Já se sabia que uma das matérias inflamáveis do debate entre António Costa e Catarina Martins na RTP ia ser o “passa-culpas” pelo fim da “Geringonça”. Ou seja: saber quem foi, afinal, o responsável pelo desmanchar da dita, quem lhe mexeu nos parafusos e apertou onde não devia, desarticulando tudo.
Para o líder do PS não há dúvidas: foi o BE quem, em 2020, e “no pior momento da pandemia”, decidiu “romper o diálogo” com o PS, o PCP e os “Verdes”.
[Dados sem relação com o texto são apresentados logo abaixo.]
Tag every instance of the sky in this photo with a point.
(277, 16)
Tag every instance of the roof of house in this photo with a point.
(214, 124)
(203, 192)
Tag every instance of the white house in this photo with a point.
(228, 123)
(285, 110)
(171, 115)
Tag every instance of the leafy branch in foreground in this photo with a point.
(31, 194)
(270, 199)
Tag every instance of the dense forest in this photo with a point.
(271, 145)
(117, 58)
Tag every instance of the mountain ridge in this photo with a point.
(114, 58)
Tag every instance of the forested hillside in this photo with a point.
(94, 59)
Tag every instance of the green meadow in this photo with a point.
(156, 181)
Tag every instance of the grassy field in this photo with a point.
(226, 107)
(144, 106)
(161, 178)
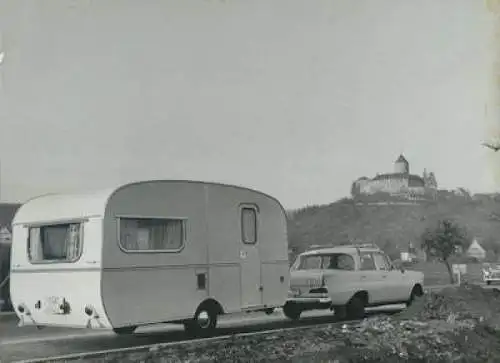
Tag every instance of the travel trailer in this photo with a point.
(160, 251)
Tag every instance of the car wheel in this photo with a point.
(340, 312)
(415, 292)
(204, 322)
(356, 308)
(291, 311)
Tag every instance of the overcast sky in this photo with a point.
(295, 98)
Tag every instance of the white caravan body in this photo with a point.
(147, 252)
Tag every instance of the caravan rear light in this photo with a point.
(64, 307)
(88, 310)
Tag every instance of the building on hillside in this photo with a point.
(398, 183)
(475, 250)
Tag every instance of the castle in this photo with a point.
(399, 183)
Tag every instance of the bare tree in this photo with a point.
(443, 240)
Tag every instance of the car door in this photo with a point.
(391, 279)
(370, 278)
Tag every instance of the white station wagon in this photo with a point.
(346, 279)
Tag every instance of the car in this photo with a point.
(491, 272)
(348, 278)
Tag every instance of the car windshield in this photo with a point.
(331, 261)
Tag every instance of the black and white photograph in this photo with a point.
(196, 181)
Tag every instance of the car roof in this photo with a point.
(347, 249)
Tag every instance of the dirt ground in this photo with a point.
(436, 274)
(458, 324)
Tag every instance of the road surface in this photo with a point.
(29, 342)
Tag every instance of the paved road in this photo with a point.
(28, 342)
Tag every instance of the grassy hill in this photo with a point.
(391, 223)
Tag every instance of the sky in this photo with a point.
(294, 98)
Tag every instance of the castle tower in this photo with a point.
(401, 165)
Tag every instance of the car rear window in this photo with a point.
(332, 261)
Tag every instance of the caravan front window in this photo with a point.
(55, 243)
(151, 234)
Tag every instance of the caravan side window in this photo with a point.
(151, 234)
(249, 225)
(55, 243)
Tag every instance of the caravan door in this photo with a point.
(251, 285)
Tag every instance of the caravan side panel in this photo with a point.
(33, 285)
(262, 266)
(140, 287)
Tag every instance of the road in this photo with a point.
(28, 342)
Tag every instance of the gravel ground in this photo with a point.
(457, 324)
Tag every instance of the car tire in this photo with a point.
(356, 308)
(415, 292)
(340, 312)
(292, 311)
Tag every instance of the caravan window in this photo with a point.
(151, 234)
(55, 243)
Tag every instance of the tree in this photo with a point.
(443, 241)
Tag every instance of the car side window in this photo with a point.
(367, 263)
(340, 262)
(381, 262)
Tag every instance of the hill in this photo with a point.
(392, 223)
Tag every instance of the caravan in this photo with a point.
(148, 252)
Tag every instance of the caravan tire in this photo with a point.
(204, 322)
(292, 311)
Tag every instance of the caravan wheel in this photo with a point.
(203, 323)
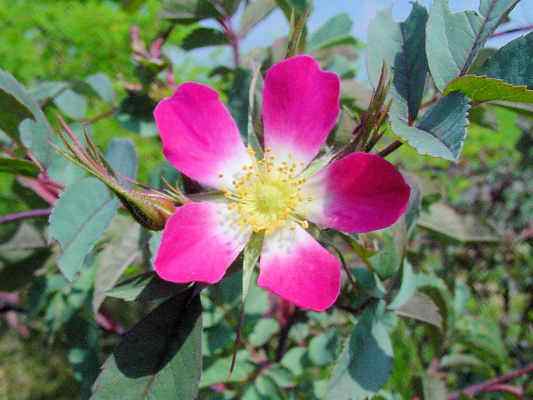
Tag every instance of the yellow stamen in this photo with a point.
(267, 195)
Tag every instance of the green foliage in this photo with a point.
(442, 130)
(80, 217)
(455, 267)
(160, 357)
(368, 345)
(482, 88)
(451, 52)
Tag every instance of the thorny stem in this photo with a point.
(233, 39)
(492, 383)
(514, 30)
(44, 212)
(390, 148)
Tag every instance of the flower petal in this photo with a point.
(297, 268)
(361, 192)
(199, 243)
(300, 108)
(200, 138)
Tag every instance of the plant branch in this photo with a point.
(43, 212)
(491, 384)
(390, 148)
(514, 30)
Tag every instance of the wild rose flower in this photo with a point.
(358, 193)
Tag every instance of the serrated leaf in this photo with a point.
(444, 220)
(454, 39)
(160, 358)
(103, 86)
(203, 37)
(71, 104)
(334, 31)
(18, 167)
(254, 13)
(80, 217)
(482, 89)
(422, 308)
(441, 131)
(399, 47)
(512, 63)
(366, 361)
(119, 253)
(146, 287)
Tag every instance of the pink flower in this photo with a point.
(358, 193)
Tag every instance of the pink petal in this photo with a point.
(199, 243)
(300, 108)
(200, 138)
(361, 192)
(297, 268)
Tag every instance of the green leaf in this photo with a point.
(407, 287)
(160, 358)
(146, 287)
(17, 108)
(18, 167)
(366, 361)
(512, 63)
(254, 13)
(250, 258)
(36, 136)
(16, 104)
(264, 329)
(218, 371)
(384, 42)
(334, 31)
(189, 10)
(71, 104)
(483, 88)
(444, 220)
(454, 39)
(103, 86)
(434, 387)
(80, 217)
(238, 101)
(122, 158)
(323, 348)
(442, 130)
(422, 308)
(204, 37)
(410, 64)
(119, 253)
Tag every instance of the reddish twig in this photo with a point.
(44, 212)
(492, 384)
(514, 30)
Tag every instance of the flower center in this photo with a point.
(266, 195)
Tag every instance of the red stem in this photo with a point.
(44, 212)
(492, 383)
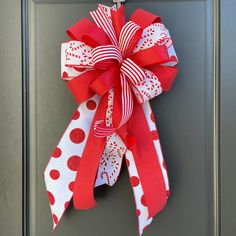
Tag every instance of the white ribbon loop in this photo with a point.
(132, 71)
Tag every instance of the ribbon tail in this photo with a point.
(61, 169)
(83, 194)
(141, 208)
(112, 157)
(147, 162)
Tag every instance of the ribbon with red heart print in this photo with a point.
(113, 68)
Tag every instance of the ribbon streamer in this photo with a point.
(113, 68)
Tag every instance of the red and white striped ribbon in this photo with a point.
(129, 37)
(132, 71)
(100, 18)
(100, 128)
(103, 54)
(127, 100)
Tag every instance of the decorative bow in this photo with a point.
(113, 68)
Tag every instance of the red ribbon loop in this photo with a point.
(103, 56)
(129, 36)
(84, 30)
(132, 71)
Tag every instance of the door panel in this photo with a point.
(10, 119)
(228, 118)
(184, 119)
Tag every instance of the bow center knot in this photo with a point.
(103, 56)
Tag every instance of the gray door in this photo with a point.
(196, 122)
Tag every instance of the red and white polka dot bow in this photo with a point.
(113, 68)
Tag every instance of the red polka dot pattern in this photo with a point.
(76, 115)
(54, 174)
(91, 105)
(73, 163)
(67, 204)
(152, 117)
(56, 153)
(143, 200)
(71, 186)
(155, 135)
(138, 212)
(167, 193)
(51, 198)
(127, 162)
(164, 165)
(55, 219)
(77, 135)
(134, 180)
(80, 69)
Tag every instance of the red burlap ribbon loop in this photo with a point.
(113, 68)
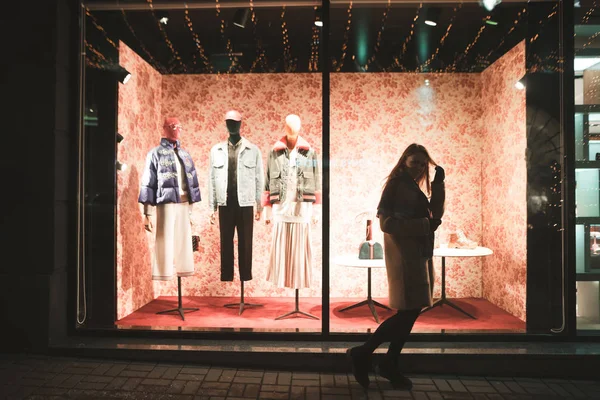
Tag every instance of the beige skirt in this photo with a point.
(290, 264)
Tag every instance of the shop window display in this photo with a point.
(223, 140)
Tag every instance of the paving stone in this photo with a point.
(442, 385)
(171, 373)
(270, 378)
(456, 385)
(252, 390)
(133, 374)
(116, 383)
(192, 370)
(191, 387)
(273, 395)
(284, 378)
(131, 383)
(213, 375)
(90, 386)
(140, 367)
(275, 388)
(297, 393)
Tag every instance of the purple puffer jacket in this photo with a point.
(159, 181)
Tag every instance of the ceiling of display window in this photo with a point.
(363, 38)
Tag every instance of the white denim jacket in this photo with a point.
(250, 175)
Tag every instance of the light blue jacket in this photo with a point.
(250, 175)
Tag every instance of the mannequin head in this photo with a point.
(292, 126)
(233, 119)
(172, 128)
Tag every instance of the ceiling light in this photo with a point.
(582, 63)
(123, 75)
(489, 4)
(318, 17)
(241, 17)
(163, 17)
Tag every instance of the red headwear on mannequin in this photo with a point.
(172, 129)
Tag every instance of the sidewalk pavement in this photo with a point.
(43, 377)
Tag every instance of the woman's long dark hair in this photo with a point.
(423, 181)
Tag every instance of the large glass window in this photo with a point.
(587, 156)
(166, 91)
(203, 139)
(478, 87)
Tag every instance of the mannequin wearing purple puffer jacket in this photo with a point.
(170, 185)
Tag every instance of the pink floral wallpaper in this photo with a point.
(504, 183)
(373, 118)
(139, 121)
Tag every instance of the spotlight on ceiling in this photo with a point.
(318, 17)
(123, 75)
(489, 4)
(241, 17)
(163, 17)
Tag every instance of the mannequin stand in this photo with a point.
(241, 304)
(297, 311)
(179, 308)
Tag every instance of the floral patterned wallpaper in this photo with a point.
(373, 118)
(504, 183)
(139, 121)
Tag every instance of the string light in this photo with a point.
(288, 60)
(588, 14)
(176, 55)
(208, 66)
(544, 22)
(379, 35)
(442, 41)
(152, 60)
(100, 28)
(452, 68)
(397, 63)
(313, 63)
(338, 65)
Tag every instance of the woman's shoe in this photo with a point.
(388, 371)
(360, 366)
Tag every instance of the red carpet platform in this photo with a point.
(213, 315)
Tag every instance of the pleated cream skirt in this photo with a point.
(290, 264)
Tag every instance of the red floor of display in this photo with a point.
(213, 315)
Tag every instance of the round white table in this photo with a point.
(355, 262)
(446, 252)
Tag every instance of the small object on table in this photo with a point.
(448, 252)
(353, 262)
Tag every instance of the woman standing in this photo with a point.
(408, 219)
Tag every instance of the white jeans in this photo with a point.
(173, 245)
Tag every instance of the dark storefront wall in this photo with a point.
(43, 230)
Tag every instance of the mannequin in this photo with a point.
(292, 186)
(170, 187)
(235, 186)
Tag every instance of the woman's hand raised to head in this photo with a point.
(440, 174)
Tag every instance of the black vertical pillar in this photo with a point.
(325, 71)
(547, 234)
(39, 169)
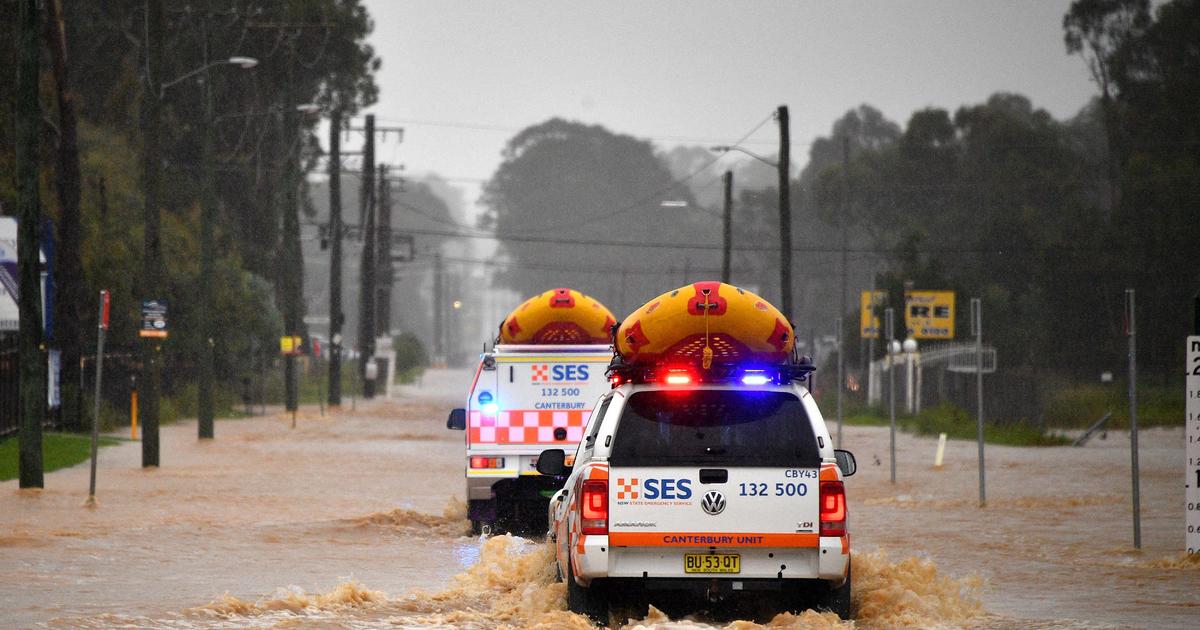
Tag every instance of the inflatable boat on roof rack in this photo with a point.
(558, 317)
(733, 324)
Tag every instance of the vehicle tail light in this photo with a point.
(594, 507)
(833, 509)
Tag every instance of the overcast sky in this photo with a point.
(463, 77)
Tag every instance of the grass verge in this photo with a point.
(59, 450)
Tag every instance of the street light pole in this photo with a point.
(335, 258)
(151, 259)
(727, 229)
(785, 214)
(208, 252)
(209, 217)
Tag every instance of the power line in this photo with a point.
(641, 203)
(502, 129)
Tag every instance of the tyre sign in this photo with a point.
(1192, 479)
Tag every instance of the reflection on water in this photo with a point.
(510, 582)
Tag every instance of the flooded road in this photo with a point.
(355, 520)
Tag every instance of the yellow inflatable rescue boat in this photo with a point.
(706, 323)
(558, 317)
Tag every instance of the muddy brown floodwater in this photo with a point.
(357, 520)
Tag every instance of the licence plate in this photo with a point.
(712, 563)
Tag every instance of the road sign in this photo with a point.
(289, 345)
(929, 315)
(868, 322)
(1192, 439)
(154, 319)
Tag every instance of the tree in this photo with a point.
(562, 180)
(29, 217)
(69, 269)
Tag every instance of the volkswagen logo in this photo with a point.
(713, 503)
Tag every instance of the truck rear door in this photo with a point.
(543, 400)
(714, 467)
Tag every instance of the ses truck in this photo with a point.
(525, 399)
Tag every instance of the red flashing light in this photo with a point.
(594, 507)
(678, 377)
(833, 509)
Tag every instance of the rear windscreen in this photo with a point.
(714, 427)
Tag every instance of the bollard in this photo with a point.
(100, 372)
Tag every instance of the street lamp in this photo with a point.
(725, 149)
(244, 63)
(208, 246)
(785, 205)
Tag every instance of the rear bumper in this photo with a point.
(826, 562)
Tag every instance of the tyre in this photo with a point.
(838, 599)
(591, 601)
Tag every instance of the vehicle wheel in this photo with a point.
(838, 599)
(591, 601)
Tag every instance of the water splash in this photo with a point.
(451, 522)
(1182, 562)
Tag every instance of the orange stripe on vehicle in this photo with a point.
(711, 539)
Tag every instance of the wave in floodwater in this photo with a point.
(451, 522)
(514, 585)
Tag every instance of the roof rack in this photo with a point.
(621, 372)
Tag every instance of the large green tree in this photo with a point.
(563, 183)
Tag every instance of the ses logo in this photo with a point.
(653, 489)
(559, 373)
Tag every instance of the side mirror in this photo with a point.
(552, 462)
(846, 462)
(457, 419)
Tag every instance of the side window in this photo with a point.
(597, 420)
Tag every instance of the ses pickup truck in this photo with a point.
(708, 487)
(523, 400)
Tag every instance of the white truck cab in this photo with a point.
(709, 486)
(523, 400)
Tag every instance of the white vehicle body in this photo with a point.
(672, 521)
(526, 399)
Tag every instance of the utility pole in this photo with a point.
(367, 268)
(438, 297)
(727, 229)
(29, 221)
(292, 270)
(383, 241)
(1132, 331)
(151, 258)
(845, 239)
(977, 330)
(208, 252)
(889, 323)
(785, 214)
(335, 258)
(840, 323)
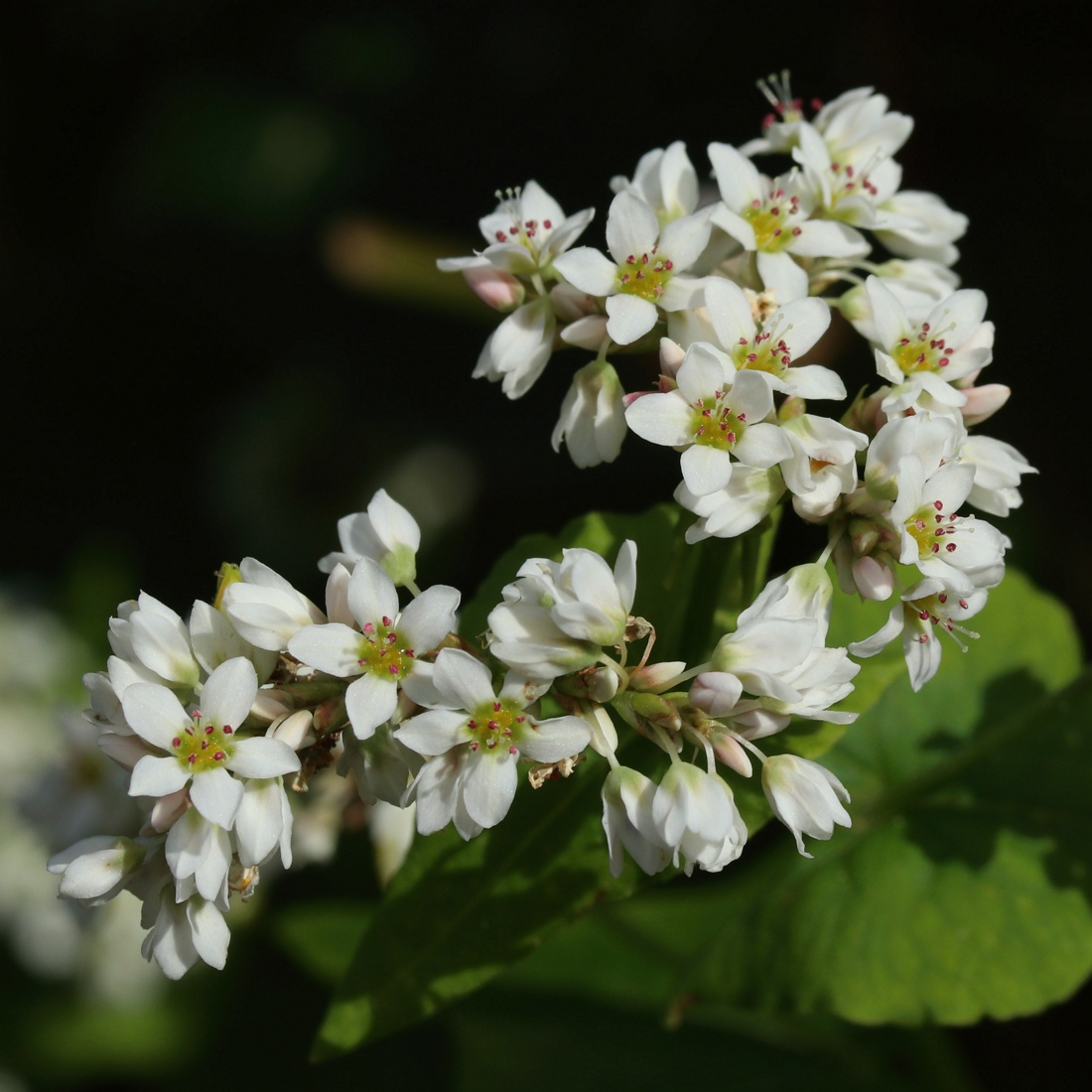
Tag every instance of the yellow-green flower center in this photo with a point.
(770, 219)
(645, 275)
(716, 425)
(203, 747)
(921, 352)
(495, 727)
(761, 353)
(380, 653)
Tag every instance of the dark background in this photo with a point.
(214, 217)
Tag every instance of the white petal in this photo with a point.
(262, 756)
(489, 787)
(370, 701)
(216, 795)
(157, 776)
(229, 692)
(154, 713)
(629, 318)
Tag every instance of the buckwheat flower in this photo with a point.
(713, 416)
(918, 284)
(265, 609)
(517, 350)
(778, 648)
(201, 749)
(593, 421)
(771, 218)
(150, 633)
(381, 655)
(771, 344)
(525, 233)
(263, 822)
(921, 612)
(665, 179)
(215, 641)
(918, 225)
(848, 193)
(492, 731)
(858, 126)
(647, 273)
(95, 870)
(626, 820)
(199, 856)
(822, 466)
(751, 494)
(805, 796)
(963, 553)
(998, 468)
(557, 615)
(385, 532)
(951, 344)
(695, 815)
(185, 931)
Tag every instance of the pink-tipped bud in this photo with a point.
(499, 290)
(730, 751)
(655, 676)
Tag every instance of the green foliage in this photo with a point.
(961, 891)
(458, 913)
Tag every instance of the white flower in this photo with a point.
(526, 232)
(517, 350)
(203, 749)
(150, 633)
(997, 470)
(712, 415)
(771, 218)
(186, 931)
(626, 820)
(918, 284)
(558, 614)
(771, 345)
(199, 855)
(822, 466)
(695, 815)
(491, 732)
(381, 656)
(385, 532)
(592, 422)
(95, 870)
(917, 614)
(265, 609)
(778, 648)
(952, 344)
(805, 796)
(751, 494)
(644, 276)
(665, 179)
(962, 553)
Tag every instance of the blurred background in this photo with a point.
(222, 330)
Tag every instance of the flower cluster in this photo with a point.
(208, 717)
(730, 299)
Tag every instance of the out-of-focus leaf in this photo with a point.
(323, 936)
(963, 890)
(459, 912)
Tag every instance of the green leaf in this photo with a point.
(323, 936)
(458, 913)
(963, 890)
(691, 594)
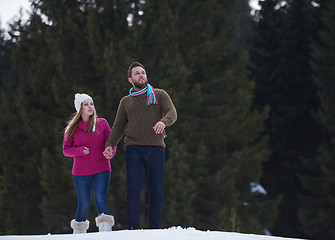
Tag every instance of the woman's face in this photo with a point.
(87, 107)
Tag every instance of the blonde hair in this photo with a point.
(74, 121)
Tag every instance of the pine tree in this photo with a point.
(190, 49)
(280, 65)
(317, 205)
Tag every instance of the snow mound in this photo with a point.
(173, 233)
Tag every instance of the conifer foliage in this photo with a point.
(223, 141)
(317, 205)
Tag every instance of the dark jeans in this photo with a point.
(152, 159)
(83, 185)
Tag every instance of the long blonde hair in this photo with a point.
(74, 121)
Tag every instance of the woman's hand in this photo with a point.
(86, 150)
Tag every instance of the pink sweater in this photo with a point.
(94, 162)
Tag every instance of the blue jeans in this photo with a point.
(83, 185)
(152, 159)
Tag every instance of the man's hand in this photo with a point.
(159, 127)
(108, 153)
(86, 150)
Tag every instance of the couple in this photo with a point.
(142, 116)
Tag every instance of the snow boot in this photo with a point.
(104, 222)
(79, 227)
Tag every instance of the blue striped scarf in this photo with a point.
(151, 97)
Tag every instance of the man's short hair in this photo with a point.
(134, 64)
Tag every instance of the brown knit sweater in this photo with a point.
(136, 120)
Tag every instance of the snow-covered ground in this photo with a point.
(174, 233)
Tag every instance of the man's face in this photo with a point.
(138, 77)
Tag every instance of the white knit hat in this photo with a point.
(79, 98)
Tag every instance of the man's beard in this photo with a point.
(139, 85)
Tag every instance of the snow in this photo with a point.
(257, 188)
(173, 233)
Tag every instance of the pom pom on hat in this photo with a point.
(79, 98)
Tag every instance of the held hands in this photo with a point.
(159, 127)
(86, 150)
(108, 153)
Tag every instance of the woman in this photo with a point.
(84, 140)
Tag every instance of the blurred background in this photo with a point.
(252, 150)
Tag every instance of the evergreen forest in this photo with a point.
(254, 91)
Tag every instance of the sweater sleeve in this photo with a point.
(118, 127)
(70, 151)
(168, 108)
(107, 131)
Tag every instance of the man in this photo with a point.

Apesar de presa por fios, de ter o prazo de garantia caducado e se mover de forma periclitante, o que restava da “Geringonça” de papel passado ainda voou até à entrada do último outono, mas, na verdade, o acordo das esquerdas já era uma folha caída antes de o ser. Catarina Martins tem, como se esperava, uma versão diferente de Costa. Para ela, o PS insistiu nas “recusas” de diálogo à esquerda a partir do segundo mandato de Costa. Para trás ficava o espírito de 2015 e o acordo assinado na altura, que, por vontade do BE, teria sido mantido quatro anos depois. “Orgulho-me desse momento e voltaria a fazê-lo”, assumiu. “Foi um erro não o ter feito em 2019”, acentuou.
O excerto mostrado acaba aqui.